De son côté, Soukaina Joual donne à voir Raw Body (2024), saisissant ensemble de broderies sur napperons arborant des dessins de corps morcelés ou disloqués – dans un stimulant geste de réappropriation satirique d’un artisanat communément associé au doucereux confort bourgeois. À proximité immédiate, Sido Lansari rend visible l’histoire de la communauté queer marocaine avec des œuvres délicatement tissées aux motifs textuels très crus tandis que Seif Kousmate réinvestit l’espace feutré du salon familial (et patriarcal) pour mettre en question son identité d’homme via – entre autres – des patchworks aussi insolites qu’inventifs.
Construire une nouvelle narration de la masculinité en Afrique du Nord en interrogeant le bagage culturel que l’on porte en tant qu’homme.
S. Kousmate
« Je voulais explorer le territoire du salon comme espace de transmission et de partage, nous dit-il. J’ai rassemblé les souvenirs que j’en avais et j’ai collecté différents matériaux ou objets, notamment des vieux tissus d’ameublement typiques. Tout récent, encore en cours, le projet – mon plus personnel à ce jour – se fonde sur l’idée de construire une nouvelle narration de la masculinité en Afrique du Nord en interrogeant le bagage culturel que l’on porte en tant qu’homme. »
Vent de liberté
Autre figure saillante de la scène contemporaine, M’barek Bouhchichi évoque la discrimination dont la communauté noire, à laquelle lui-même appartient, peut faire l’objet au Maroc via deux très beaux portraits peints aux vives nuances chromatiques. Sur un versant plus historique, l’exposition amène à (re)découvrir des mouvements ou moments marquants de l’art moderne marocain, dont l’École de Casablanca, collectif avant-gardiste des années 1970-1980. Est ici mise en exergue en particulier Malika Agueznay, une des quelques femmes du groupe, pionnière de l’abstraction dans son pays.
Une place importante est également dévolue à la revue Souffles.
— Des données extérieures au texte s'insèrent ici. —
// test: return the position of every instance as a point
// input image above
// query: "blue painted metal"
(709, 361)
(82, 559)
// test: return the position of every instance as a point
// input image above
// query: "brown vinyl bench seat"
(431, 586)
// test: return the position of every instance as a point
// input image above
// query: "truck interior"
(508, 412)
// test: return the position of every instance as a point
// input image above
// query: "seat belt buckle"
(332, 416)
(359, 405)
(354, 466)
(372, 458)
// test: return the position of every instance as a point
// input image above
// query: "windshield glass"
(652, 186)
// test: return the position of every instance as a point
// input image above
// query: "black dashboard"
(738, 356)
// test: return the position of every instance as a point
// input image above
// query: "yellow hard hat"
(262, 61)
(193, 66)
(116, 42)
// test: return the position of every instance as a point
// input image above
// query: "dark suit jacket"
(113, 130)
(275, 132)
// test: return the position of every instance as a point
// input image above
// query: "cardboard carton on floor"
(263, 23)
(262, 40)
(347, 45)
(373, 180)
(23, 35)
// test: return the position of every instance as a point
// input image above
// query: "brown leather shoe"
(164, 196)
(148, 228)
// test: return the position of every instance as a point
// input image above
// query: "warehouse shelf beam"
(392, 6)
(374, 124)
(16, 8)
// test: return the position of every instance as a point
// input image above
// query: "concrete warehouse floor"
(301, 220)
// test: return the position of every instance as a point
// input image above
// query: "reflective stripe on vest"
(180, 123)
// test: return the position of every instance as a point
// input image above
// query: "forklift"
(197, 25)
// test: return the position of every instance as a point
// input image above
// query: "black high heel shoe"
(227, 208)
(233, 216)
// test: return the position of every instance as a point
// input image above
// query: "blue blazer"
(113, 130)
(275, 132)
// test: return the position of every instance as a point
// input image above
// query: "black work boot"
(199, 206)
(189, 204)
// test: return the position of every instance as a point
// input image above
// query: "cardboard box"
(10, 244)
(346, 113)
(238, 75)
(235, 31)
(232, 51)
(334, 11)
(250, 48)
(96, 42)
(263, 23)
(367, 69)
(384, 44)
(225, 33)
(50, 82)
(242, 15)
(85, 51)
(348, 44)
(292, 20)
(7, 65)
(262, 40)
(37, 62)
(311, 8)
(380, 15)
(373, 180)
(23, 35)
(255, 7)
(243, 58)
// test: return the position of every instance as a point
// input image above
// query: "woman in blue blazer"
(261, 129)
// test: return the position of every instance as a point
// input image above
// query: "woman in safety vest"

De sa création en 1966 jusqu’à son interdiction en 1972, écrivains, cinéastes et plasticiens – déterminés à se défaire de l’emprise colonialiste – ont impulsé dans ses pages un vigoureux vent de liberté créatrice. Aussi poétique que politique, ce même vent traverse toute l’exposition ainsi que l’ouvrage (bilingue français-arabe), de belle facture et substantiel, publié en accompagnement.